A powerful storm that stirred up fear and emotions has finally exited the Philippines.
While officials are still busy completing initial assessments and clearing roads, IFAW is making preparations to visit the hardest hit areas in the province of Eastern Samar where Typhoon Hagupit first made landfall as the equivalent of a Category 3 hurricane.
Some of the communities IFAW worked in last year are yet again devastated.
Typhoon Hagupit took a similar path as last year’s Super Typhoon Haiyan, one of the most catastrophic disasters in Philippine history.
Communities still in the recovery phase were especially vulnerable; luckily orders to evacuate were taken seriously and many lives were spared. It is easy to see how lessons learned were not forgotten, instead implemented into new procedures, practices, and partnerships.
Taking a look back over these past 13 months, we know that we have built a strong network of local responders who share our passion for working as a team during disasters.

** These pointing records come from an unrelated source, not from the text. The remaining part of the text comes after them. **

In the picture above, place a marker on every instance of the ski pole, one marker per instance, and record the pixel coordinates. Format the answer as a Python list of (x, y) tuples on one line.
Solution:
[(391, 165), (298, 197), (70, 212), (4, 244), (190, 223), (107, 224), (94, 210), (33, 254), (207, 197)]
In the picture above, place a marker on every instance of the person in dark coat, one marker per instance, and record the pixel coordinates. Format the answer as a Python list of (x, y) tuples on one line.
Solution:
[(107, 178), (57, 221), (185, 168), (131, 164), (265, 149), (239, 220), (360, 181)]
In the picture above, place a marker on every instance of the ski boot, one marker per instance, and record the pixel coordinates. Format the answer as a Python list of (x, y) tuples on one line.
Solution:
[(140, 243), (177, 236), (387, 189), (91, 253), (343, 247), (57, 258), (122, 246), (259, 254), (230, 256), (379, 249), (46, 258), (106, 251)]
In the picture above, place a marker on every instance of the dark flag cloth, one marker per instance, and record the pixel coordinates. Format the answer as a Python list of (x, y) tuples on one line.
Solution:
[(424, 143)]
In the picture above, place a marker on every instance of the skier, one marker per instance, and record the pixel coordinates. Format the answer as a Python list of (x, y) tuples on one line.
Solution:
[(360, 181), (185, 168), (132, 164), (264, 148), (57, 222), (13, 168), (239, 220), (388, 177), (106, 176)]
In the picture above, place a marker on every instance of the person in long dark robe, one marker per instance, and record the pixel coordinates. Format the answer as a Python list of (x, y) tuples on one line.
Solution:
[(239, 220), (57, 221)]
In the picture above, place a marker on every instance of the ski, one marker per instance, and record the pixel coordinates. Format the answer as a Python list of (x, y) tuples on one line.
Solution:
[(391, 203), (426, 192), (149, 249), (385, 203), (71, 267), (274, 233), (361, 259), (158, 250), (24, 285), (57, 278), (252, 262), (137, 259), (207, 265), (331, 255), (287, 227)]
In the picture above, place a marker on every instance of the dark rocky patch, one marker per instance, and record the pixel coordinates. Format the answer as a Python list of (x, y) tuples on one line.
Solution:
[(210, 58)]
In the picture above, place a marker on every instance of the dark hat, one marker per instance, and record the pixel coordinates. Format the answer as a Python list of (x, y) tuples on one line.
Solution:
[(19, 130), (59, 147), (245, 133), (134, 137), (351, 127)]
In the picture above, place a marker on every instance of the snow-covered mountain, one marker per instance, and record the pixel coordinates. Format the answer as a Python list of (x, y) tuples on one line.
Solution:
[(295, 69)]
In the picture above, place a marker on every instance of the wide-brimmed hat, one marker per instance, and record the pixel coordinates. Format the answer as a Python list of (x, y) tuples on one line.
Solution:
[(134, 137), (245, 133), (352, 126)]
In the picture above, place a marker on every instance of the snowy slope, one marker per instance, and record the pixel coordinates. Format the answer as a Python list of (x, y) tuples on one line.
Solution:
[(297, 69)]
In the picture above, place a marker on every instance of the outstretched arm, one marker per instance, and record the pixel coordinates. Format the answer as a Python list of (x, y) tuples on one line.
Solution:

Immediately after Typhoon Haiyan swept across the archipelagic nation, IFAW teams were deployed to assess the disaster’s effects on animals.
Veterinary care was initially most important, and over the next several weeks, IFAW partnered with multiple organizations to provide medications, vaccinations, and food to animals living in dozens of coastal villages throughout Leyte and Samar. We worked alongside our longtime partner the Philippine Animal Welfare Society, and developed new relationships with groups like the Armed Forces of the Philippines and World Vets.
The effects of the storm were vast; a coalition was needed to organize the activities of all of the groups involved in helping animals, and so Animal Relief Rehabilitation Philippines (ARRPh) was formed. Organizations came together to address the needs of animals, not only for this disaster, but also future disasters.
To keep the momentum of team-building going, IFAW hosted a workshop outside Manila in May. ARRPh members as well as other stakeholders trained together in disaster response and technical water rescue, and also discussed lessons learned from Typhoon Haiyan.
It was great to see everyone work seamlessly together!
As Typhoon Hagupit formed, we reached out to our contacts from these activities, so that we are ready to build our response teams if needed.
The Philippines is one of the most disaster-prone countries in the world. Just like humanitarian groups, animal welfare groups must work together if we want to improve our effectiveness and help more animals and the people who care about them.